Cristin May 3, 2010 at 6:24 PM  

I clicked on the link for Now I Lay Me Down to Sleep. Wow. What an incredible organization, I can't believe something so brilliant like that exists. That's wonderful.

AussieJenn May 3, 2010 at 8:03 PM  

Oh how heartbreaking. I'm so sorry you lost your sweet baby boy. I don't know what to say. You don't know me, I've come via LFCA. I can only imagine the pain of loss you feel. His death sounds so peaceful, with him in your arms not connected to machines.... That little bit of time holding him will be very precious to you, as will the photographs. So very very sad. I am sorry. You and your family and baby Phineas up there "past the moon" are in my thoughts.
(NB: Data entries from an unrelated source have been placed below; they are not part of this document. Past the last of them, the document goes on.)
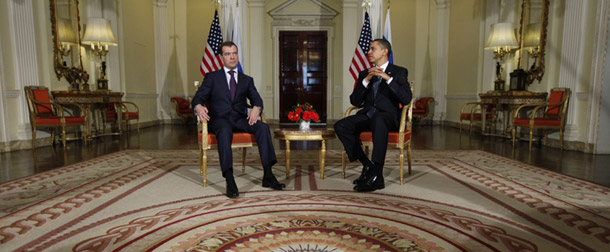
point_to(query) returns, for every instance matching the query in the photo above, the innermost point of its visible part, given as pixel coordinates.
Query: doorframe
(276, 64)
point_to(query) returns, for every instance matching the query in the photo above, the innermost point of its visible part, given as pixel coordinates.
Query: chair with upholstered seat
(400, 139)
(472, 112)
(422, 108)
(553, 116)
(112, 114)
(45, 112)
(183, 108)
(208, 140)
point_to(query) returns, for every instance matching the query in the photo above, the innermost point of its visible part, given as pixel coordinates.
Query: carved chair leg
(343, 161)
(204, 167)
(34, 137)
(531, 137)
(243, 162)
(402, 164)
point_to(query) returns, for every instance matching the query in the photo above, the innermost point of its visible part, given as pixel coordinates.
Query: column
(442, 58)
(162, 56)
(22, 32)
(351, 30)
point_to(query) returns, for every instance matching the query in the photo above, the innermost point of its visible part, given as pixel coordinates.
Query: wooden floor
(18, 164)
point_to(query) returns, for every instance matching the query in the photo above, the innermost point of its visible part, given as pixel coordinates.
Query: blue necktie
(375, 82)
(232, 85)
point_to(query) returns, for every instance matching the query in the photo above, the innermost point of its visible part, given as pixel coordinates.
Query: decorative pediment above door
(303, 13)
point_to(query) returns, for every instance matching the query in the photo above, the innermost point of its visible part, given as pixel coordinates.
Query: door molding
(316, 17)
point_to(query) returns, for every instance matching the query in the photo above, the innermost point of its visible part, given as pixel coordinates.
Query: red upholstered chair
(110, 113)
(553, 115)
(45, 112)
(422, 107)
(472, 112)
(183, 108)
(400, 139)
(208, 140)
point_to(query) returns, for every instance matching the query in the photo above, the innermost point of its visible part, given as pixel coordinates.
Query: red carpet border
(141, 200)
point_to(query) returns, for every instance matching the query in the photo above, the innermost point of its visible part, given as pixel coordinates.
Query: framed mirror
(65, 28)
(532, 42)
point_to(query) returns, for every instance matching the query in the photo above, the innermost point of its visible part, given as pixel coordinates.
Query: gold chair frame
(537, 108)
(57, 110)
(406, 118)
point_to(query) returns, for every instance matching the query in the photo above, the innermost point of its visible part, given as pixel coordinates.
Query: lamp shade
(98, 31)
(501, 35)
(532, 35)
(65, 33)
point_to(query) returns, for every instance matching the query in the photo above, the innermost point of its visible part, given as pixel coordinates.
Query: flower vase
(304, 125)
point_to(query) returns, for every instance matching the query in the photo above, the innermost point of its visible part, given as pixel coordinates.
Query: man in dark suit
(379, 92)
(221, 99)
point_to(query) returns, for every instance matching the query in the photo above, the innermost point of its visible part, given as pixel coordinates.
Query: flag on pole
(237, 37)
(387, 34)
(211, 56)
(360, 61)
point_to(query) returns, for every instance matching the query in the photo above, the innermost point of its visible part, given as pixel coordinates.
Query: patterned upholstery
(400, 139)
(45, 112)
(553, 116)
(471, 112)
(208, 140)
(183, 108)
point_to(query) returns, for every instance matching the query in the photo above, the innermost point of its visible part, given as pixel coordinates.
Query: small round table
(313, 134)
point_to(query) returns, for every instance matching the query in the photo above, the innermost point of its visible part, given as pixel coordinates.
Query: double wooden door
(303, 71)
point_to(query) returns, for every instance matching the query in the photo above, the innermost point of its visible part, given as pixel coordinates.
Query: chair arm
(472, 109)
(123, 105)
(534, 105)
(349, 110)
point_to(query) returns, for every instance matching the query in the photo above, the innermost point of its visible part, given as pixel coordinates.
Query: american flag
(359, 61)
(211, 57)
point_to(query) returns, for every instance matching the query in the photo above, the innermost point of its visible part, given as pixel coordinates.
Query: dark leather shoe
(371, 184)
(232, 191)
(362, 178)
(271, 182)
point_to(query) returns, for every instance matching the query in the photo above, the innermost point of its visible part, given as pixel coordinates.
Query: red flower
(303, 112)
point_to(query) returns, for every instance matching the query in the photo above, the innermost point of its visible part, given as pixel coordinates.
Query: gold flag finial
(367, 4)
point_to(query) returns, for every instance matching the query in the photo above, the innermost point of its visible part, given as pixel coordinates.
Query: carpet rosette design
(154, 201)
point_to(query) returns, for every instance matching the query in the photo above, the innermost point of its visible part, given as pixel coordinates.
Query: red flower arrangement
(303, 112)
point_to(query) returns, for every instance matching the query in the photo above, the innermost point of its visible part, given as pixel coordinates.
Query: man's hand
(202, 112)
(377, 71)
(254, 114)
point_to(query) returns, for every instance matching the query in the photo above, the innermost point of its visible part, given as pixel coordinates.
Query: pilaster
(257, 43)
(442, 58)
(21, 22)
(162, 57)
(570, 67)
(351, 31)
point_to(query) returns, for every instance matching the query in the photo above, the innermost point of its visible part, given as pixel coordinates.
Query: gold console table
(91, 100)
(507, 102)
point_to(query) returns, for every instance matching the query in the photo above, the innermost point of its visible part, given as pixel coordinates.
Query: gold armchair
(45, 112)
(473, 113)
(208, 140)
(553, 115)
(400, 139)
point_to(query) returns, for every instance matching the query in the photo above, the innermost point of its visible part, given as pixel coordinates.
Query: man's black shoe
(362, 178)
(232, 191)
(372, 183)
(271, 182)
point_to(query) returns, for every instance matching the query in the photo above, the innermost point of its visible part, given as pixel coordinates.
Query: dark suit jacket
(388, 96)
(214, 92)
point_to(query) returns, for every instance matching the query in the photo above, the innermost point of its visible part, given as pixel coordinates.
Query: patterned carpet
(154, 201)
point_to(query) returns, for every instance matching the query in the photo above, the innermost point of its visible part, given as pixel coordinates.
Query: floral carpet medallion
(154, 201)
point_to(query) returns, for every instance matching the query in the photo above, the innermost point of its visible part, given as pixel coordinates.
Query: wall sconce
(98, 34)
(502, 41)
(66, 37)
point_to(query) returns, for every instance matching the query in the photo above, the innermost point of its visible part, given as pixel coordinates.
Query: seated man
(379, 92)
(226, 97)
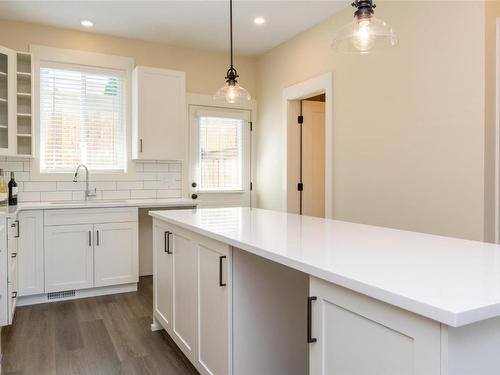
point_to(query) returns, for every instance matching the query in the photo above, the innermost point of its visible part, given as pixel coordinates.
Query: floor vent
(60, 295)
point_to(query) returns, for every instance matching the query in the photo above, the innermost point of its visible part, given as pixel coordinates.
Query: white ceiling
(202, 24)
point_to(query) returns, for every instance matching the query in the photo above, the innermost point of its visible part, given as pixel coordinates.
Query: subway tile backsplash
(152, 180)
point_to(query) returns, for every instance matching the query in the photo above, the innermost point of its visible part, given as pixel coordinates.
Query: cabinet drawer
(90, 215)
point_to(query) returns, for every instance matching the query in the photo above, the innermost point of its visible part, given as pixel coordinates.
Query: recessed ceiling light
(259, 20)
(87, 23)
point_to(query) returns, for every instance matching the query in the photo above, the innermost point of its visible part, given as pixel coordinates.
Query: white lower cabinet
(163, 280)
(192, 287)
(213, 308)
(9, 231)
(115, 253)
(12, 277)
(184, 293)
(30, 255)
(353, 334)
(74, 249)
(69, 257)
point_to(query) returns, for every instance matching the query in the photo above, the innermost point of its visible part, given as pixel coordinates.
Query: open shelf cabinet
(16, 103)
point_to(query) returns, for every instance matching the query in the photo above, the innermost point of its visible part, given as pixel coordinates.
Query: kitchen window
(220, 154)
(82, 118)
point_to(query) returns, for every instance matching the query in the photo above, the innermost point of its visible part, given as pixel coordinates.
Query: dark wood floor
(101, 335)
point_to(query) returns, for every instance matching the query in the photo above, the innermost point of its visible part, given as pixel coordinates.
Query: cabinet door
(7, 101)
(30, 254)
(184, 316)
(214, 283)
(163, 272)
(12, 247)
(69, 257)
(357, 335)
(159, 126)
(116, 254)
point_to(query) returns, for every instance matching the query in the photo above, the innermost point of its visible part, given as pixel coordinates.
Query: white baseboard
(156, 327)
(83, 293)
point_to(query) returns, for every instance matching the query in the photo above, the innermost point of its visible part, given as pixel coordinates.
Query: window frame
(91, 70)
(93, 62)
(241, 114)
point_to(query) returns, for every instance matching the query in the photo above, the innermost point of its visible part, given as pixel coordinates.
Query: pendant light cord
(231, 29)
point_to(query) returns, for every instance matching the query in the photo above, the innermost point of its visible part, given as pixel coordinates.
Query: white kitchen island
(249, 291)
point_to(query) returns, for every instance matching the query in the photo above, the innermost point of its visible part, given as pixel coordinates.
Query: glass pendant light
(365, 33)
(232, 92)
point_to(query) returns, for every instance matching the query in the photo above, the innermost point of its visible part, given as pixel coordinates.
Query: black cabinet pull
(220, 270)
(167, 242)
(309, 320)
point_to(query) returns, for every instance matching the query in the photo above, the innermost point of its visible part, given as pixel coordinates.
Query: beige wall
(492, 11)
(408, 126)
(205, 71)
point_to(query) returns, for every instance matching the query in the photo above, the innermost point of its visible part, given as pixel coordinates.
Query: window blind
(221, 154)
(81, 120)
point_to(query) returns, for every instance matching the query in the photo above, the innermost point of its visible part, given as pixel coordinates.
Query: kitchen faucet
(88, 193)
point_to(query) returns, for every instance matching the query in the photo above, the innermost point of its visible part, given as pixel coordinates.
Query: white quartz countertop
(141, 203)
(453, 281)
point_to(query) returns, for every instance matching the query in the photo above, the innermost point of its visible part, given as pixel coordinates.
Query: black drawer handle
(167, 242)
(310, 339)
(220, 270)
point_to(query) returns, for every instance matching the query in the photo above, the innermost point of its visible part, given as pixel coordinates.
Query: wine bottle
(12, 190)
(4, 194)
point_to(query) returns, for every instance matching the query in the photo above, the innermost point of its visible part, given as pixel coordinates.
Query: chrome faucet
(88, 193)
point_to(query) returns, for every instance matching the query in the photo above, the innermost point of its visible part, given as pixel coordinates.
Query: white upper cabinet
(159, 128)
(16, 114)
(7, 102)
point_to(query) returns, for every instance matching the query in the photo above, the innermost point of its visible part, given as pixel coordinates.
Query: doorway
(307, 157)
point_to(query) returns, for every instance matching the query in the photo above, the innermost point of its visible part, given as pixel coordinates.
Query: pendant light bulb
(365, 33)
(232, 92)
(363, 40)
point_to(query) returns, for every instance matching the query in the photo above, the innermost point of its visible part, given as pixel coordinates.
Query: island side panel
(474, 348)
(269, 317)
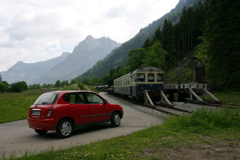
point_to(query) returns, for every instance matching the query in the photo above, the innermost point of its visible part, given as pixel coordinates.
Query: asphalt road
(17, 138)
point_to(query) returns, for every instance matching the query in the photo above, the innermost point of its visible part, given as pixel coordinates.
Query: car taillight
(50, 111)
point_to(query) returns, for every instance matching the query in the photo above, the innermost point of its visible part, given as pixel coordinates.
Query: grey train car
(133, 84)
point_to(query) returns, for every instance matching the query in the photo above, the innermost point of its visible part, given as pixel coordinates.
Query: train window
(140, 77)
(159, 77)
(151, 77)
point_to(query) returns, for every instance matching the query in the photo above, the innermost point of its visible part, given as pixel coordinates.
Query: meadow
(204, 134)
(14, 106)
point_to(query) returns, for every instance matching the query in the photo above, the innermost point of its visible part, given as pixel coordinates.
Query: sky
(38, 30)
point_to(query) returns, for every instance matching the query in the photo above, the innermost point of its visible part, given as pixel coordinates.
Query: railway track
(160, 108)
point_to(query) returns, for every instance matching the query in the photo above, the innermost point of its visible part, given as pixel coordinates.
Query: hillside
(118, 57)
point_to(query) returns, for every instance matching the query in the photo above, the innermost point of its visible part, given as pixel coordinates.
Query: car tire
(42, 132)
(115, 119)
(64, 128)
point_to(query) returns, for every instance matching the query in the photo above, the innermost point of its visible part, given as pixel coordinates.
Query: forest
(208, 31)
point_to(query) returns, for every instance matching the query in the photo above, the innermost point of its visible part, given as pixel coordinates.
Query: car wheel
(115, 119)
(64, 128)
(41, 131)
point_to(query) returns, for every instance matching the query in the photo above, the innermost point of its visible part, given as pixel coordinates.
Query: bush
(204, 120)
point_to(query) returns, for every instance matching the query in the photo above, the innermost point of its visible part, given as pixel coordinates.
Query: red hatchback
(64, 111)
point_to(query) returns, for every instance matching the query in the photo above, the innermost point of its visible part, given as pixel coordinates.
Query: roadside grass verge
(229, 97)
(186, 133)
(14, 106)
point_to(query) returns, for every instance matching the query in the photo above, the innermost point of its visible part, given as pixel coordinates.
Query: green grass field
(14, 106)
(207, 134)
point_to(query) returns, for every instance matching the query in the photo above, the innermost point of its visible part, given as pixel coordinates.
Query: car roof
(70, 91)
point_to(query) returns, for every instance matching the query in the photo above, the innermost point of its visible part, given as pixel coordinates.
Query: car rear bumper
(42, 124)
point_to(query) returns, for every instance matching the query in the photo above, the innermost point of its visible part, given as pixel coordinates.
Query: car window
(93, 98)
(75, 98)
(151, 77)
(46, 98)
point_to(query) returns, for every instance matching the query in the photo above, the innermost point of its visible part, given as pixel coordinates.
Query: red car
(64, 111)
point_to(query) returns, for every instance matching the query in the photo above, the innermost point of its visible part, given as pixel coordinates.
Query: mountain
(65, 67)
(118, 57)
(31, 72)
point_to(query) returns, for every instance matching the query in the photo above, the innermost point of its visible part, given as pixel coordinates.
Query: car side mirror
(105, 101)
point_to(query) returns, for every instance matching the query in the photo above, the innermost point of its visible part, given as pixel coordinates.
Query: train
(134, 83)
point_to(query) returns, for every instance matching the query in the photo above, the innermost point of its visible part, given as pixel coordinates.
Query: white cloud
(33, 31)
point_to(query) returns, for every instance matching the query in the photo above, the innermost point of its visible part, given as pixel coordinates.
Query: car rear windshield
(46, 98)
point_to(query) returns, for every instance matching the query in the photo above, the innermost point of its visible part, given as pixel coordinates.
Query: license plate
(36, 112)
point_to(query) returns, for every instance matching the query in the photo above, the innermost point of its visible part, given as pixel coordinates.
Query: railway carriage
(133, 84)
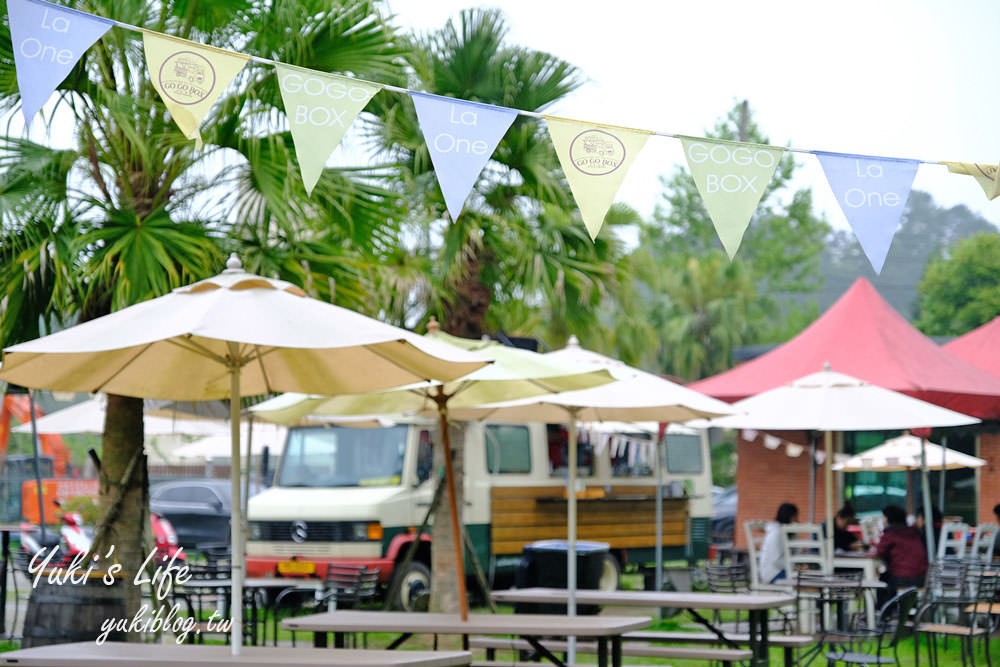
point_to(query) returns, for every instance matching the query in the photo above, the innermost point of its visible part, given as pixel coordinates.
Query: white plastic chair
(805, 547)
(983, 545)
(953, 540)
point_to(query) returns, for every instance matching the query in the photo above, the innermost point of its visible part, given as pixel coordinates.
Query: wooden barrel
(64, 613)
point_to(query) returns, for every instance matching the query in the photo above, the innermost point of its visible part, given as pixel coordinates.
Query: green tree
(701, 305)
(961, 289)
(518, 254)
(518, 259)
(925, 231)
(131, 209)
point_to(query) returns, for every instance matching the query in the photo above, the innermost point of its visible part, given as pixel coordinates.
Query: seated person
(920, 524)
(772, 551)
(903, 553)
(996, 542)
(843, 538)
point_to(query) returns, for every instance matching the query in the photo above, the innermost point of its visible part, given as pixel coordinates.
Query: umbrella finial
(233, 264)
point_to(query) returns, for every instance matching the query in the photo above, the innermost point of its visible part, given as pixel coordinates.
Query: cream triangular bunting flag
(987, 175)
(731, 177)
(320, 109)
(189, 77)
(595, 159)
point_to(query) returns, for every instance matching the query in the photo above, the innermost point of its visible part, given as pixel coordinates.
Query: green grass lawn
(949, 655)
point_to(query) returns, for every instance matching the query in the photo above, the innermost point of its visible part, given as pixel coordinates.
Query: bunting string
(461, 136)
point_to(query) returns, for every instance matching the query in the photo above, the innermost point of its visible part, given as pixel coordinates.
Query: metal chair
(953, 540)
(985, 542)
(733, 578)
(344, 587)
(870, 646)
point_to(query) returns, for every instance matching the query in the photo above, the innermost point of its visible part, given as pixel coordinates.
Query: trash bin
(544, 564)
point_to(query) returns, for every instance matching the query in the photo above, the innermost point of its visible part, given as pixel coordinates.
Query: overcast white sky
(895, 78)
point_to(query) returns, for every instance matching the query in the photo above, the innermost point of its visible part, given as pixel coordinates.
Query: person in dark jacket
(903, 553)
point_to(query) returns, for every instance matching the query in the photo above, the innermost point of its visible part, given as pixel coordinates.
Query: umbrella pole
(571, 459)
(236, 521)
(926, 489)
(449, 474)
(828, 479)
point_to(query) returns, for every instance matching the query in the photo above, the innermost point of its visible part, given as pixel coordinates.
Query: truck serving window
(684, 454)
(325, 456)
(508, 449)
(631, 456)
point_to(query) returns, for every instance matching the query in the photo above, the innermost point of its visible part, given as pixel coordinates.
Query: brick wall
(766, 478)
(989, 475)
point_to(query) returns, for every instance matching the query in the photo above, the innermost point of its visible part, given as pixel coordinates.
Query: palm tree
(699, 305)
(515, 248)
(131, 209)
(518, 255)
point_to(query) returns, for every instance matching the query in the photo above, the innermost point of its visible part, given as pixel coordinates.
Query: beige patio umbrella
(908, 452)
(232, 335)
(634, 396)
(828, 401)
(88, 417)
(514, 373)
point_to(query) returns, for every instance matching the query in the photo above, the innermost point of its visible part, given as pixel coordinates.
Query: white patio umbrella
(828, 401)
(908, 452)
(88, 417)
(232, 335)
(514, 373)
(270, 436)
(635, 396)
(904, 452)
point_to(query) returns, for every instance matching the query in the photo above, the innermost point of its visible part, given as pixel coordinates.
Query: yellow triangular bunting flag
(595, 159)
(189, 77)
(731, 177)
(987, 175)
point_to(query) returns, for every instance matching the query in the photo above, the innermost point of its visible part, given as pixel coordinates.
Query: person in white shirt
(772, 552)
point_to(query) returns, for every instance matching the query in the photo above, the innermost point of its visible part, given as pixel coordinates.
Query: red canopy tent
(862, 335)
(979, 347)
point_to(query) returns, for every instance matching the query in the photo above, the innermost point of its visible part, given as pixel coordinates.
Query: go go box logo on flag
(187, 77)
(596, 152)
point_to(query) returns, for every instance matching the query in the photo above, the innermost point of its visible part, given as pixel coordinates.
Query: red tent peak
(979, 347)
(863, 336)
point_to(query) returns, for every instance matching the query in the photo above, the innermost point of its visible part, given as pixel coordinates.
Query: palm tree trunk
(124, 494)
(444, 585)
(468, 300)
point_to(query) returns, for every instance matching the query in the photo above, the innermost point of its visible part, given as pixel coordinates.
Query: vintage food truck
(358, 495)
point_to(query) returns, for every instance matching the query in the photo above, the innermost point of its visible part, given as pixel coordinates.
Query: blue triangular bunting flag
(48, 41)
(461, 136)
(872, 193)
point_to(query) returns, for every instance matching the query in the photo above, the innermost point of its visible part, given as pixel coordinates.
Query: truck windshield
(326, 456)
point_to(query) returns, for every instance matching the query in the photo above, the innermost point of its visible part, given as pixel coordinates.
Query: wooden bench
(789, 643)
(727, 656)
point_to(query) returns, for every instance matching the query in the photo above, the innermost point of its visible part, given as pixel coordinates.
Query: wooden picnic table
(90, 654)
(756, 605)
(607, 630)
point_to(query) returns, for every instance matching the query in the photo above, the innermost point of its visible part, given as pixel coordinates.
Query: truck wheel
(611, 573)
(414, 588)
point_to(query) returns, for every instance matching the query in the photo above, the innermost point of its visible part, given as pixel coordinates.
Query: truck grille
(302, 531)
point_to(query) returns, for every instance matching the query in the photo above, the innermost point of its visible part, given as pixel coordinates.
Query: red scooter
(74, 538)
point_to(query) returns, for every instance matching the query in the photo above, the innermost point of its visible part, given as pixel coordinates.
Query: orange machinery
(18, 405)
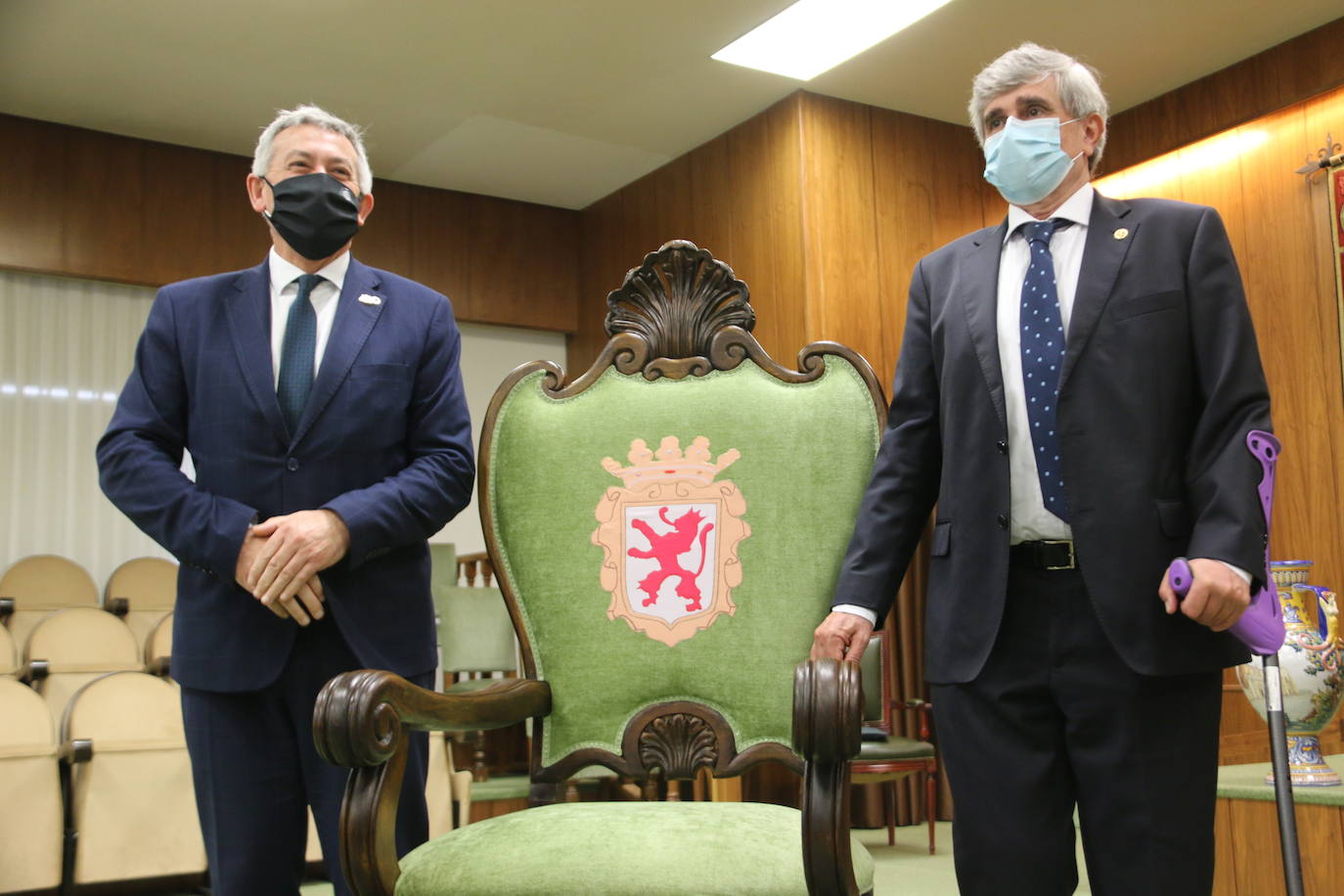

Justine L May 3, 2010 at 11:06 PM  

What a gift, to hold a spirit so close. I'm so sorry for you.

Annie May 4, 2010 at 1:26 AM  

"Making an appointment for his death" - oh I'm so sorry! Necessary, I know, but how terrible for you! I'm glad you at least had one compassionate doctor to make up for the all business know-it-all. Hoping you're finding moments of peace.

Anonymous,  May 4, 2010 at 8:56 PM  

I am so sorry for the loss of your Phineas. I lost my Madelyn 8 months ago an hour and a half after she was born. I know there is nothing I can say right now to help, but just know someone is thinking of and hurting for you.